About Connections: Love it or hate it, history is a map. Those who hate history think it irrelevant; many who love history think it escapism. In truth, history is the clearest road map to how we got here: America in the 21st century.
It is a Rockwell: a specific image with a universal quality. We understand the little girl comparing herself–with dissatisfaction–to the movie star on the cover of the magazine; the skinny boys in the football uniforms a size too big braving the opposing team; and the couple, girl on tiptoes, signing the marriage license with joy and trepidation.
Yet Norman Rockwell did not paint us as we were but as we wished to be. He did not paint memory, he painted desire. He illustrated our highest goal, our dream of us. Nowhere was that more true than in his images of Christmas.
We yearn for a Rockwell Christmas: the bustling shoppers on Main Street, the happy family welcoming the oldest son home, even the little boy discovering the Santa suit in his father’s bureau drawer. They are pictures we want to step into.
“Christmas Homecoming” 1948: with his laundry bulging out the side of his suitcase, a son returns, home for Christmas. He is hugged by his mother as his father, brothers, friends and family look on. It is a Rockwell moment filled with love and good cheer, absent stress and conflict.
The model for the son was son Jarvis Rockwell. The mother is Mary Rockwell. Norman is there with his pipe. The brothers Thomas and Peter (with glasses) stand to the left on either side of family friend Grandma Moses. It invites the question: was that what Rockwell’s Christmas was like?
In 1939 Rockwell and his family moved to West Arlington, a Vermont farming community, population 1,400. In 1943 Rockwell bought the house next door to the Edgerton family. The Rockwell and Edgerton families were friends and neighbors for the next 10 years.
James “Buddy” Edgerton called it “two families in one.”
They were in and out of each other’s homes. The children played together and attended school together. Three generations of Edgertons modeled for Rockwell.
Buddy was the oldest of all the children. He was born in 1930, one year before Jarvis Rockwell. Thomas Rockwell was born in 1933 while Peter and Buddy’s sisters were both born in 1936.
The Edgerton property was a working farm. Buddy explains, “Christmas or not we were up a 5 a.m. to milk the cows and finish our chores before we got our presents.”
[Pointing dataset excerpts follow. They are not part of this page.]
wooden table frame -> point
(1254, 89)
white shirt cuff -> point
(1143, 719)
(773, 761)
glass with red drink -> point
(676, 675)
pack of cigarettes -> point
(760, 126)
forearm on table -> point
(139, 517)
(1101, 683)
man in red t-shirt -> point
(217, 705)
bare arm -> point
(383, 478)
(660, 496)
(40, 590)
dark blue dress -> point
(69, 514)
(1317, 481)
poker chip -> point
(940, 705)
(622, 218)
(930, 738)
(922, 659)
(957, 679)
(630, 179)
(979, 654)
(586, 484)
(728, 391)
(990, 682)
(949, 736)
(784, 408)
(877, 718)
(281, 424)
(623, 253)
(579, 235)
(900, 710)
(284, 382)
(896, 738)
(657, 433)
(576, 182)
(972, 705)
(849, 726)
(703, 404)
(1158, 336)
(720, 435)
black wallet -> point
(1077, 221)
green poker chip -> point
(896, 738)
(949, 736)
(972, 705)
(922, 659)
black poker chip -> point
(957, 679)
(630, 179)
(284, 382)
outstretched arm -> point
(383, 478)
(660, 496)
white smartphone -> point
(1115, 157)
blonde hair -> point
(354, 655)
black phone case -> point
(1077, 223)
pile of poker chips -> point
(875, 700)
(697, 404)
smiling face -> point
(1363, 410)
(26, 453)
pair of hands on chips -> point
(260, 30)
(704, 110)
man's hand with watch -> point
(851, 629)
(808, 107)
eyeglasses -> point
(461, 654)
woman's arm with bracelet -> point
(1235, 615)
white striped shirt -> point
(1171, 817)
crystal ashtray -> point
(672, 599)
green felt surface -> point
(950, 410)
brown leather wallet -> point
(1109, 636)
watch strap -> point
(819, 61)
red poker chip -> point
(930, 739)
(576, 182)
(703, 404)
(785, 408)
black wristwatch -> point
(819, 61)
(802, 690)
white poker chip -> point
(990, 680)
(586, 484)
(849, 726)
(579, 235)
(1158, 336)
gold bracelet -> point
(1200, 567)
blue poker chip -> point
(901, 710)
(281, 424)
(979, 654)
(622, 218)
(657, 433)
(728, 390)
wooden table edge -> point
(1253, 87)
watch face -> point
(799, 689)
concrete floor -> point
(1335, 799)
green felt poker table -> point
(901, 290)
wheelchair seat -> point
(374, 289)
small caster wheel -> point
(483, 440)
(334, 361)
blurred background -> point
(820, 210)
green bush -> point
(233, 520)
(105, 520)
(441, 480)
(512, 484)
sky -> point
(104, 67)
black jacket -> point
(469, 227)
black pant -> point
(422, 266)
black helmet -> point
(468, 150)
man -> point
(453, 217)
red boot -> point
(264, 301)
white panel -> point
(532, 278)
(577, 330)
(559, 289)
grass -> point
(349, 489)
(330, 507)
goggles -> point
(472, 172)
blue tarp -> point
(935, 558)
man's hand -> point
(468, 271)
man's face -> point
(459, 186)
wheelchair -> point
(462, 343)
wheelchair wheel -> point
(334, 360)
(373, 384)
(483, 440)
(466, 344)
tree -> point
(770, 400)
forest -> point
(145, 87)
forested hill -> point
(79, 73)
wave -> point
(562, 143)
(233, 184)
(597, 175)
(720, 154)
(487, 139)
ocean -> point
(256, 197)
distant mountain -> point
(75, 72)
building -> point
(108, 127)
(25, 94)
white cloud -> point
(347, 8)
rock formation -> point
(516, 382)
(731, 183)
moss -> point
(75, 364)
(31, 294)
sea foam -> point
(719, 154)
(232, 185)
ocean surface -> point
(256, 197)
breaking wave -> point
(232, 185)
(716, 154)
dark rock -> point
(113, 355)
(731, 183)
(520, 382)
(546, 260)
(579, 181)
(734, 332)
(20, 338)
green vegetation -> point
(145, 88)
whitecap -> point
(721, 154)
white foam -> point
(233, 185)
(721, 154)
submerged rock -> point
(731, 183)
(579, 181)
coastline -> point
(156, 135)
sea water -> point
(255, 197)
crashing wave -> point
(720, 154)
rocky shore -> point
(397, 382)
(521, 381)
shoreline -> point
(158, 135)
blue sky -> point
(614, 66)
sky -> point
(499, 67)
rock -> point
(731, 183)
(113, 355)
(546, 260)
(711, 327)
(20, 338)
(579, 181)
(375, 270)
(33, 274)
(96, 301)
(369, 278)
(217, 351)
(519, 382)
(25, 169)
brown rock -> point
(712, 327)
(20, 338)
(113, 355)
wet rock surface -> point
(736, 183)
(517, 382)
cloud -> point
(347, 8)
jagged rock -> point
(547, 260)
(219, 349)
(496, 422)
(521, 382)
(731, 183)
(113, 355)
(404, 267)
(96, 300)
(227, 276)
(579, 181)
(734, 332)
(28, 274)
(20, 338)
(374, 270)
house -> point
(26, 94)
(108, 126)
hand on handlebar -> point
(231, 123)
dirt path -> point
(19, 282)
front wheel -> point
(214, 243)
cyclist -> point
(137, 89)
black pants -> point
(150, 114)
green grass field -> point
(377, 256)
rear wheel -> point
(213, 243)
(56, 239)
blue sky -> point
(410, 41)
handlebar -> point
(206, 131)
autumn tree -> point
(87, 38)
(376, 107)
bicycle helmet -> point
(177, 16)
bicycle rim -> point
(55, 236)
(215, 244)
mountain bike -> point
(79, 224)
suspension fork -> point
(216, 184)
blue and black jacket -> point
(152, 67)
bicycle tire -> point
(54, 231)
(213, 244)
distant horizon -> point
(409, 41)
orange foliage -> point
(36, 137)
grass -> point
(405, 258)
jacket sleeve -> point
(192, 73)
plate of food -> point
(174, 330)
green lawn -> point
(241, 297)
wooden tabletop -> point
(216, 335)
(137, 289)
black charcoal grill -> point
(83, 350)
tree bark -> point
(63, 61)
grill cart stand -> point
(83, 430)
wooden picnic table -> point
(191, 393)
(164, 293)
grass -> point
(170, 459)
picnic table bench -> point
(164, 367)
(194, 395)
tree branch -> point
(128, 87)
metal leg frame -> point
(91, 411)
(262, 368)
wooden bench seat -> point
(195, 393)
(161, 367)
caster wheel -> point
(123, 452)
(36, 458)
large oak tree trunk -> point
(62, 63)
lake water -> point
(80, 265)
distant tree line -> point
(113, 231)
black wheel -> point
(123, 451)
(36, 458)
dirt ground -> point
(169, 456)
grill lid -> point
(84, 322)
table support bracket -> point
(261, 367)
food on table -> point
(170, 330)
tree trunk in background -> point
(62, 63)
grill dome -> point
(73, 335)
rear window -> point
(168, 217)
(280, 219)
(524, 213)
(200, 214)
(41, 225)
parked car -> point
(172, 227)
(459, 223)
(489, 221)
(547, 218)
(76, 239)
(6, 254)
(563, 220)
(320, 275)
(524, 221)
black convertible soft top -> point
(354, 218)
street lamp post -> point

They had Christmas breakfast, opened their gifts and, by 9 a.m., they were next door in the Rockwell living room.
The Rockwell boys’ gifts were “pretty elaborate compared to ours. We were poor farm kids,” Buddy explains. “And then there were the Christmas goodies.”
Rockwell’s publishers and clients – for whom he illustrated advertisements and calendars – sent food and candy.
“We filled our bellies while there and filled our pockets before we left,” Buddy says.
Soon after opening presents, Norman went back to work. From his window he could see the covered bridge, the church and the natural pond behind the house.
“If the ice was good, we kids would go outside and skate,” Buddy says, “but Norman had deadlines. He would work right through Christmas.”
Edgerton has put his cherished memories in a book, “The Unknown Rockwell.” Reading it creates the same warmth as a Rockwell image, the same sense of being connected to something familiar and quintessentially American. The book will soon be a motion picture.
Today, the West Arlington home of Rockwell is an historic site. For the dedication, Jarvis returned home again just as on the 1948 Saturday Evening Post cover. However, this time, an 85-year-old gentleman slept in his boyhood bedroom creating a true Rockwell image. His illustrations were imbued with something “Norman”: something unique to him, and yet something that speaks to all of us.
In 1953 the Rockwell family moved to Stockbridge. It was there in 1956 that Rockwell did a Saturday Evening Post cover called “The Discovery.” A young boy with an indescribable expression – a mixture of a-ha discovery, disbelief and great dismay at the meaning of what he has found – stands facing us. We know he was looking for his Christmas presents when he should not, and we know that, when he found the Santa costume, his belief in the jolly old elf was shaken.
Rockwell did 322 covers for the Post from 1916 to 1963, and they say “The Discovery” was the most controversial. When it ran, mothers and fathers wrote the magazine, outraged that Norman Rockwell had destroyed Christmas. Children all over the country would see the cover, they raged, and their belief in Santa Claus would be ruined. The man who did more to create the image of an American Christmas was being accused of destroying the dream and breaking the hearts of small children.
The model was a small child. He was 6-year-old Stockbridge resident Scott Ingram. Many years later he was asked by a reporter if it had ruined Christmas for him.
Scott replied, “I was a firm believer in Santa Claus going into that shoot, and I was a firm believer when I left.”
Rockwell made firm believers of us all; believers in the best that we can be.
Norman Rockwell’s scenes and favorite holiday illustrations that capture the essence of the American Christmas can be seen in a special exhibition “Norman Rockwell: Home for the Holidays” on view at Norman Rockwell Museum now through January 29, 2017.